Exodus’ Gina Lawrence gets her nose out of her favourite book, The Hobbit, just long enough to live the real thing in fjord Norway …
Tiny cloud-like puffs of fluffy wildflowers, little white cushions scattered on a bed of bright green grass, encircled by a theatrical backdrop of soaring mountains. After a childhood spent reading and re-reading The Hobbit, I had magically been transported into the realm I’d envisaged since the day I’d taken that slim volume off my parent’s bookshelf.
Half expecting to bump into Elrond or Gandalf, we set out each morning into a landscape of mythic, epic proportions. The little details remained soft and delicate – petite wildflowers and sculpted orchards – but the grand sense of scale, the ragged claws of a glacier gouging deep valleys out of the mountainsides and into the salt waters, added a raw, unrestrained power to the landscape. I could almost hear the classical soundtrack to the ‘Lord of the Rings‘ films playing in my head.

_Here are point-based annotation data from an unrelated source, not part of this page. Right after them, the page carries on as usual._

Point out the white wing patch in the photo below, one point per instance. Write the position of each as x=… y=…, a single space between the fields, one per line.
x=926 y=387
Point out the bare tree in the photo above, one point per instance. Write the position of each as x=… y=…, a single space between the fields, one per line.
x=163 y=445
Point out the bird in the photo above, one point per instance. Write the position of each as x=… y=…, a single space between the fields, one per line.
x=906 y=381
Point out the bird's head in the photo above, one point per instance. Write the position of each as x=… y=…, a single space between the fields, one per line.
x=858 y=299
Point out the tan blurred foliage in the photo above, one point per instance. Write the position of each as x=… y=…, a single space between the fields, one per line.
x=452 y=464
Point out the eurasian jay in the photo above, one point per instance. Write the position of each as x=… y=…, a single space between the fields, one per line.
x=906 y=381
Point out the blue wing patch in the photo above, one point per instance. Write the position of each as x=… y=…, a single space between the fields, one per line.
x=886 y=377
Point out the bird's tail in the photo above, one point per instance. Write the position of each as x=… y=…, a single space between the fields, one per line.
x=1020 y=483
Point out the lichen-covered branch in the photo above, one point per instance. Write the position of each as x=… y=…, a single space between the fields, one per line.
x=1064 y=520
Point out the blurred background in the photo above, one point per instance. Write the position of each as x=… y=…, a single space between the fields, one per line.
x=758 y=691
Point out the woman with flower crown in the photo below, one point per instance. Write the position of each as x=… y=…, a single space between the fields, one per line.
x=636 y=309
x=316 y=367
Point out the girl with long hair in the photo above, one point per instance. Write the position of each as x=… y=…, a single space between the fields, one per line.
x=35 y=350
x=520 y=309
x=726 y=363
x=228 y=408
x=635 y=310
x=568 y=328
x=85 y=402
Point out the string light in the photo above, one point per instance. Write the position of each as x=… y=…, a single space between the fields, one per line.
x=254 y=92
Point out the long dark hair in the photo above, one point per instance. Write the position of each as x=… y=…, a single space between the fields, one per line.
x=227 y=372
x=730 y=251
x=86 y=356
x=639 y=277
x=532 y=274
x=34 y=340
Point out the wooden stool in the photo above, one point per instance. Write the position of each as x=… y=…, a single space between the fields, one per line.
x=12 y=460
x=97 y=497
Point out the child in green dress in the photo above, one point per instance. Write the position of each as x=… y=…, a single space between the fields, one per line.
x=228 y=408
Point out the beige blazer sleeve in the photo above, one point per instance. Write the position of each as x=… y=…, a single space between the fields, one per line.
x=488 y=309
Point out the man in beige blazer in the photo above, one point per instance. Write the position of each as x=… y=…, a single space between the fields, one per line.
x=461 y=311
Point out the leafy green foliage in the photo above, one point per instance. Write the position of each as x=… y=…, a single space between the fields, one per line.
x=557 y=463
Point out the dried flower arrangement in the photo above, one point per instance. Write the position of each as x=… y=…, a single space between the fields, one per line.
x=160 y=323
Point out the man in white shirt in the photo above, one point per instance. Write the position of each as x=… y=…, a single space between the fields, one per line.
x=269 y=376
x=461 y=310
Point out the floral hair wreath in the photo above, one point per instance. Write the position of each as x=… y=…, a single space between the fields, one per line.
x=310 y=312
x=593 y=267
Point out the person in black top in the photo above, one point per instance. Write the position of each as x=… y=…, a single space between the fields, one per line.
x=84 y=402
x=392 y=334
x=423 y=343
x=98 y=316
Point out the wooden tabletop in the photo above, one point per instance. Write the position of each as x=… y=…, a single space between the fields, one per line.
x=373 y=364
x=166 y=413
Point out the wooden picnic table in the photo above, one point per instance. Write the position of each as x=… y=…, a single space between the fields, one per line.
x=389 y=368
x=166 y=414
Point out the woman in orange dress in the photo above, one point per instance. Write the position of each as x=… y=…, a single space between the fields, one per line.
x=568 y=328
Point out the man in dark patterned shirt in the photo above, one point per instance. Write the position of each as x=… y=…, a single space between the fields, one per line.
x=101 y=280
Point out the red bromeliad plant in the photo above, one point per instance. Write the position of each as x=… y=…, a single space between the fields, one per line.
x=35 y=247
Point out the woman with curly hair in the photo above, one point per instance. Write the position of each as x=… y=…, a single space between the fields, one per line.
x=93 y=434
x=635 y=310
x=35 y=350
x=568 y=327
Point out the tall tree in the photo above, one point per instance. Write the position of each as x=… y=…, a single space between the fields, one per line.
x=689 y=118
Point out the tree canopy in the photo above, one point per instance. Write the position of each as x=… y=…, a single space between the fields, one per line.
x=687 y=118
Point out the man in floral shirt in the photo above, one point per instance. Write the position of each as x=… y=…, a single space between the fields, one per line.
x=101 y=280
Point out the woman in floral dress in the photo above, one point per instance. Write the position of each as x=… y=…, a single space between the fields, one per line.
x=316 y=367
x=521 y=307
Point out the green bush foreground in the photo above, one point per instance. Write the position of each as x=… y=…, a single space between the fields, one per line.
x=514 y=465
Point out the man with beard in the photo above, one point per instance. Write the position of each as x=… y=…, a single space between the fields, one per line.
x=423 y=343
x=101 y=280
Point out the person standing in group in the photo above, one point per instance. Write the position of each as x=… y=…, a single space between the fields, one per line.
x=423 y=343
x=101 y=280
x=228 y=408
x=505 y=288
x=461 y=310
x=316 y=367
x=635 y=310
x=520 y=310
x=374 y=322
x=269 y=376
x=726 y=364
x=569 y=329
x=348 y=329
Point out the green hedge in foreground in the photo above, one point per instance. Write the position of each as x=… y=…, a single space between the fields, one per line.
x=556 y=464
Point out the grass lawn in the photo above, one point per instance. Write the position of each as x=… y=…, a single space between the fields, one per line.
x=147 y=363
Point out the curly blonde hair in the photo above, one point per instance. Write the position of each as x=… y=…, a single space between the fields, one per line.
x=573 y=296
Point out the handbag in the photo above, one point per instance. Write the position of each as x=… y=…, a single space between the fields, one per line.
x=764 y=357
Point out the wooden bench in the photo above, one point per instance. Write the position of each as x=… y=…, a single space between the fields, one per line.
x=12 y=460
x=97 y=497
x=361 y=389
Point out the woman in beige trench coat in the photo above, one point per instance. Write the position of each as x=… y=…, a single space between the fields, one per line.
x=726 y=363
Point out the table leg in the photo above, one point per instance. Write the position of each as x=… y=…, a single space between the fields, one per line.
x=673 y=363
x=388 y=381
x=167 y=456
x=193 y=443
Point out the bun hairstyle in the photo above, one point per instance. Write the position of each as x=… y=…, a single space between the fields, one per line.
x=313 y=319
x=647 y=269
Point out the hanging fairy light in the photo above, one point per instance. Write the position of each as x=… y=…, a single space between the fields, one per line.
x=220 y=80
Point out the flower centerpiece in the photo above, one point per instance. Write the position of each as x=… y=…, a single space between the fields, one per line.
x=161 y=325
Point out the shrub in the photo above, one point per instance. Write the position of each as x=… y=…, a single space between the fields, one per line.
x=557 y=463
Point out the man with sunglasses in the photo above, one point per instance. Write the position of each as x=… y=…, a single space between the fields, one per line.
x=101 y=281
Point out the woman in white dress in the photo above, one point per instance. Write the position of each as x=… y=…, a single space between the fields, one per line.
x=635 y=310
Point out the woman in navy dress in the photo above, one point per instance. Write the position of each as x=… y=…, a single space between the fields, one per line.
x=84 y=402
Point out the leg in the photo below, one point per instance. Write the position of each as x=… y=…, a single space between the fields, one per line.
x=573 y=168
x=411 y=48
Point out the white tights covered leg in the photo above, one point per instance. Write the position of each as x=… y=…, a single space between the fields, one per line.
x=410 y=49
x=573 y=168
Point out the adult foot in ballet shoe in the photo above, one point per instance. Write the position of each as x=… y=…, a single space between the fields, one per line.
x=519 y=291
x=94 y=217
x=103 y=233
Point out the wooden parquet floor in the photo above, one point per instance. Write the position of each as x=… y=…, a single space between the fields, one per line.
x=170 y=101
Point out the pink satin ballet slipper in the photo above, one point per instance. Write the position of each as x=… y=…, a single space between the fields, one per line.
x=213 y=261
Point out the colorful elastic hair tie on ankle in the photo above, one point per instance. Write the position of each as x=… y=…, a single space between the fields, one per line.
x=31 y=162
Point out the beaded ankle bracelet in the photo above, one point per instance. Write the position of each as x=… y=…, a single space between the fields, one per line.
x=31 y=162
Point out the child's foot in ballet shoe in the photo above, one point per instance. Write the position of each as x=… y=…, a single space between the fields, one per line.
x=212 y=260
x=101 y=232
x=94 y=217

Just as in Bilbo did, we began our journeys from a cushioned armchair. Nes Gard lodge was reminiscent of the book’s uneventful opening set in “a hobbit-hole, and that meant comfort.” The cosy C18th farmhouse was built entirely from wood, flooded with light from the windows which overlooked the Lusterfjord just metres from the front door. Candles adorned the tables in the evenings and the three-course dinners would be enough to satisfy the hungriest dwarf army.
Atop a silver-grey crag we paused, eyes thirstily drinking in the mirror-like jade fjord beneath. The water here is so clear you can refill water bottles from any crystalline stream, and even at 1,000metres high overlooking the fjords the undulations of the bed were visible beneath the water. The wind whistles between the lichen-laden crags, whisks the hair away from my cheeks and suddenly I feel much like a very little Hobbit on a very big adventure. The sheer scale of the scenery is enough to make me feel half the size I usually am.
We catch our breath and jokingly we teased our guide – “Is this where the trolls live?”
He turned to us, dead-pan, and without skipping a beat he replied in all seriousness, “No. The trolls live in Jotunheim.”
It was moments like this that it became clear that in a previous life Asbjorn had been a teacher. We all hovered, slightly unsure whether he was making fun of us.
“Jotunheim,” he continued, “Means the home of the trolls. Jotun, troll, heim, home. They live only in the high mountains.” In Norse mythology, all giant trolls live in one of Nine Worlds – Jotenheim being one of these worlds. Absjorn’s eyes light up as he enthuses about the National Park. From the top of one peak, he tells us, you look down upon two lakes – one blue freshwater, the other green fjord waters, staring from the ground like heterochromic eyes. “It is very strange, very beautiful.” He assures us. “You will see tomorrow!”
The real question of course, is whether we’ll see any trolls. “Oh no.” Asbjorns scoffs at us asking such foolish questions. “They will be asleep, of course!”